If there’s one constant in ranching and farming, it’s that nothing is the same from one day to the next. Things happen that you can’t plan for—like flooding or a big wind storm that takes down a ton of trees. So it’s nice to plan something and have changes that you actually meant to happen.
This guy for starters.
As I mentioned, one of the positive parts of having broken my foot was having time to learn about Angus genetics and breedstock. Based on all that discovery, we purchased a new bull who joined us this month. He is a good looking boy, isn’t he?
We just moved him into a paddock with thirteen cows. Since I got hurt, I’ve been more cautious around them, so I haven’t gotten to know him well yet. Bulls are usually friendlier with cows around, so we’ll see how he shapes up. In any case, it’s great to have a new bull here and a new direction for breeding our Angus.
In the last year, we had a lot of Wagyu bull calves—too many. So now we’re sorting them out to go to a sale in Denver. All of them are under three years old, so we’ll fatten up the six of them and send them off.
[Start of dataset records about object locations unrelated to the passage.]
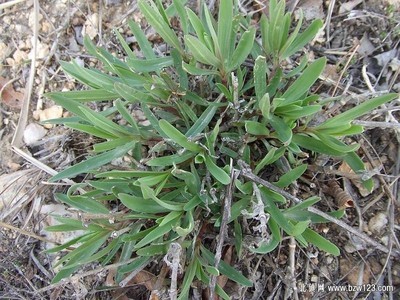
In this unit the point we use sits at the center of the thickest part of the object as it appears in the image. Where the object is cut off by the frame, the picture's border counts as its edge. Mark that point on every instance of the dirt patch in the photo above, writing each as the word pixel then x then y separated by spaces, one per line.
pixel 361 41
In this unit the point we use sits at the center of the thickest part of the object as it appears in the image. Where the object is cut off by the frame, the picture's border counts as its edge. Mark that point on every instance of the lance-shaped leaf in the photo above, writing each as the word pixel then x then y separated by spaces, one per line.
pixel 242 49
pixel 200 52
pixel 304 82
pixel 94 162
pixel 154 17
pixel 357 111
pixel 260 76
pixel 175 135
pixel 314 238
pixel 225 32
pixel 215 171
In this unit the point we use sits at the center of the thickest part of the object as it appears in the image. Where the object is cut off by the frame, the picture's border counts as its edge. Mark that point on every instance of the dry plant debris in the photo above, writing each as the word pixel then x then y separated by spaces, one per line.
pixel 361 41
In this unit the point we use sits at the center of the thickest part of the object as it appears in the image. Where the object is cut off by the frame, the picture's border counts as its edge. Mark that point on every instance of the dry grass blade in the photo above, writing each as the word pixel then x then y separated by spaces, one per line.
pixel 224 227
pixel 23 119
pixel 246 172
pixel 342 198
pixel 10 3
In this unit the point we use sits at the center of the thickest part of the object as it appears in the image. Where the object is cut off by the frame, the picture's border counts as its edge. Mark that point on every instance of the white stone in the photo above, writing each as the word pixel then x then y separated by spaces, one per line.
pixel 377 223
pixel 33 133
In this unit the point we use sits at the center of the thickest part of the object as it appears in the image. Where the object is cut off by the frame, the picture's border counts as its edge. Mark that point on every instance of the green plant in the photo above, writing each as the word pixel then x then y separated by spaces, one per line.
pixel 215 103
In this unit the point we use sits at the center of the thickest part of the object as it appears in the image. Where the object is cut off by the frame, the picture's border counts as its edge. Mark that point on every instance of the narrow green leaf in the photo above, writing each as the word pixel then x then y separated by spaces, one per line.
pixel 266 247
pixel 224 31
pixel 183 18
pixel 272 155
pixel 283 131
pixel 87 95
pixel 196 24
pixel 188 279
pixel 152 250
pixel 226 269
pixel 358 111
pixel 178 137
pixel 315 145
pixel 300 227
pixel 291 176
pixel 357 165
pixel 260 76
pixel 265 106
pixel 323 244
pixel 155 234
pixel 193 70
pixel 242 49
pixel 92 130
pixel 150 65
pixel 336 144
pixel 201 52
pixel 304 82
pixel 81 254
pixel 88 205
pixel 302 39
pixel 216 171
pixel 93 162
pixel 155 18
pixel 104 123
pixel 286 111
pixel 170 159
pixel 138 263
pixel 277 215
pixel 256 128
pixel 139 204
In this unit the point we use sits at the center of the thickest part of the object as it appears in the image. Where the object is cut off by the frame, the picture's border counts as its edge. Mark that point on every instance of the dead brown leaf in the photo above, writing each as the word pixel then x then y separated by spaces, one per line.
pixel 9 96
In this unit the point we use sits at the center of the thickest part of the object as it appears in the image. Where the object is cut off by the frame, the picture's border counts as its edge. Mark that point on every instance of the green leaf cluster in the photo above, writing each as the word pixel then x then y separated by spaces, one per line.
pixel 214 98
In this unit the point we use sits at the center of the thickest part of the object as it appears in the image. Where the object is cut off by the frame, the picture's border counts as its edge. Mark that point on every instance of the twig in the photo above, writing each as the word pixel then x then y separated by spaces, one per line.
pixel 247 173
pixel 354 231
pixel 23 118
pixel 85 274
pixel 128 278
pixel 292 267
pixel 226 214
pixel 27 233
pixel 374 124
pixel 172 259
pixel 9 3
pixel 345 69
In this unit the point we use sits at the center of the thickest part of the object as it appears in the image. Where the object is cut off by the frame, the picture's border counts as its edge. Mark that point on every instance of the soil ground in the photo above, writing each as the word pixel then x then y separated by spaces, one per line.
pixel 361 41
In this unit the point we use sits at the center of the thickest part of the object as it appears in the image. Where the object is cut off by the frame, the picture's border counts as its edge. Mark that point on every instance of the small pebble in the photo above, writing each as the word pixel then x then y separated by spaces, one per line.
pixel 33 133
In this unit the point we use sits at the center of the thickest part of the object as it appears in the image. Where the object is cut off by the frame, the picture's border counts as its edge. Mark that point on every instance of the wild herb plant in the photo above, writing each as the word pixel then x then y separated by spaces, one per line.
pixel 218 102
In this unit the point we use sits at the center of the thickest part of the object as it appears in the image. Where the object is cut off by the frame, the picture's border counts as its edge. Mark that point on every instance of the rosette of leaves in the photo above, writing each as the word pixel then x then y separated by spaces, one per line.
pixel 215 97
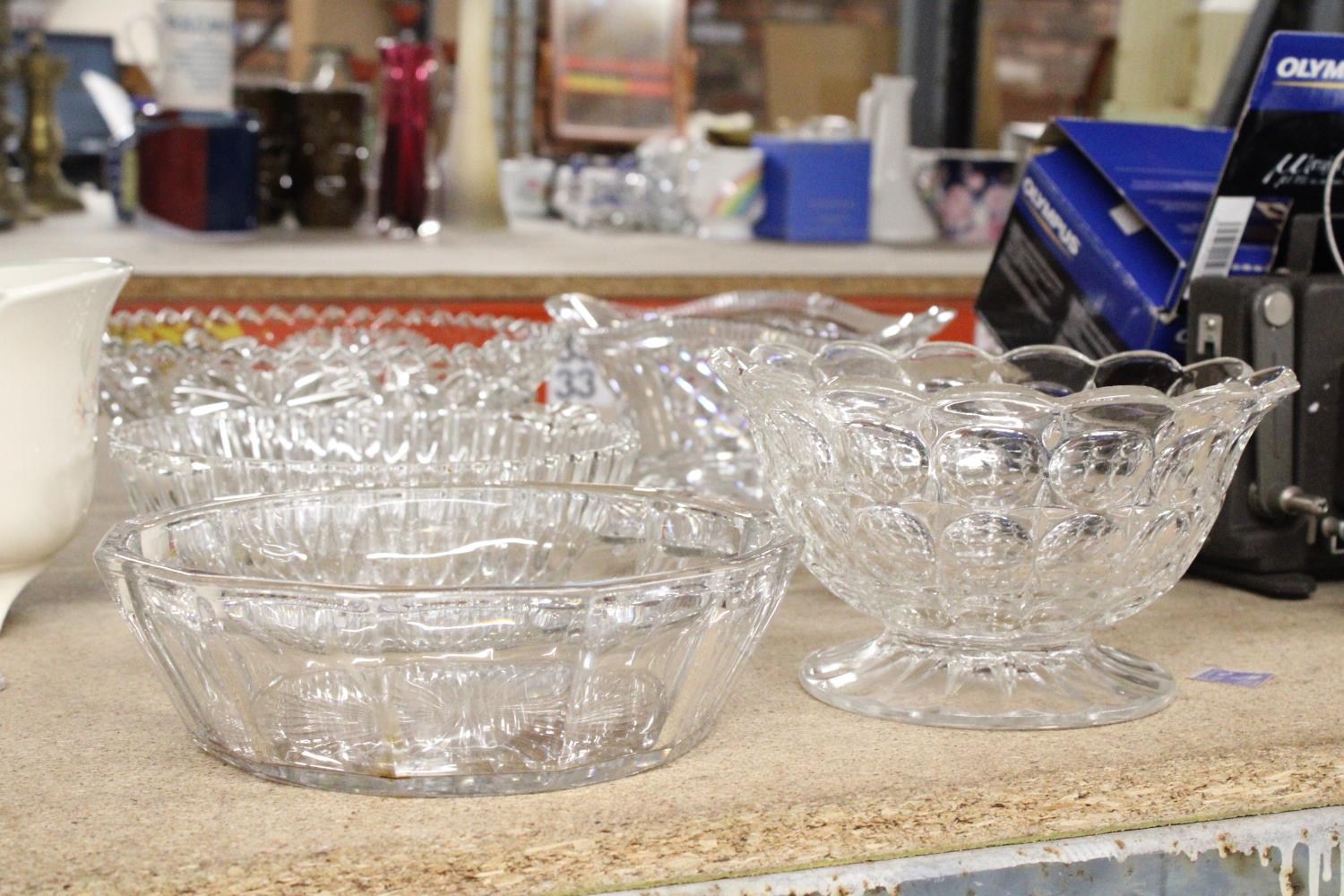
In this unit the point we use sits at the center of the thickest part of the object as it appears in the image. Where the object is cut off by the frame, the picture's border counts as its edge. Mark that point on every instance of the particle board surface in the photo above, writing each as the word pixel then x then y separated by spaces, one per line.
pixel 102 791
In addition, two new cows have joined the herd as well. All Angus are scored on thirty different genetic points. The two cows we got scored in the first percentile in nine of those categories. One of them is the full sister to the top prize bull in the fall bull sale at Vintage Angus Ranch. They’re still small but only about a year old yet. They’ll grow.
Then there’s this.
The biggest change of all is the new piece of hillside property we’re calling Stepaside Farm East. We’ve been feeling the squeeze on our farm for a while, needing more space to put cows out to pasture. Now we’ve got it. The property has an oak grove at the bottom. I’ve been spending most of my time there, figuring out where the wells will go, what kind of fencing it needs, and how much we need to do to start from scratch.
It needs loads of work—just like the farm when we first moved there five years ago. On the road that goes through it, we’ve put down over ninety tons of gravel to get it driveable and ready for winter. There will be about six trips with old metal to recycle, over twenty broken gates, and a lot of rotted fence posts that need to come down. Once it’s cleared, we’ll have a blank slate.
As I walked the land on the north side of the mountain, I discovered a few springs on the property. There’s a huge area about four miles back that’s just beautiful—I want to get cows back there once it’s fenced out. The more I hike it, the more I like it. We’ve had a lot of changes in the last few years, but this one I’m very happy with.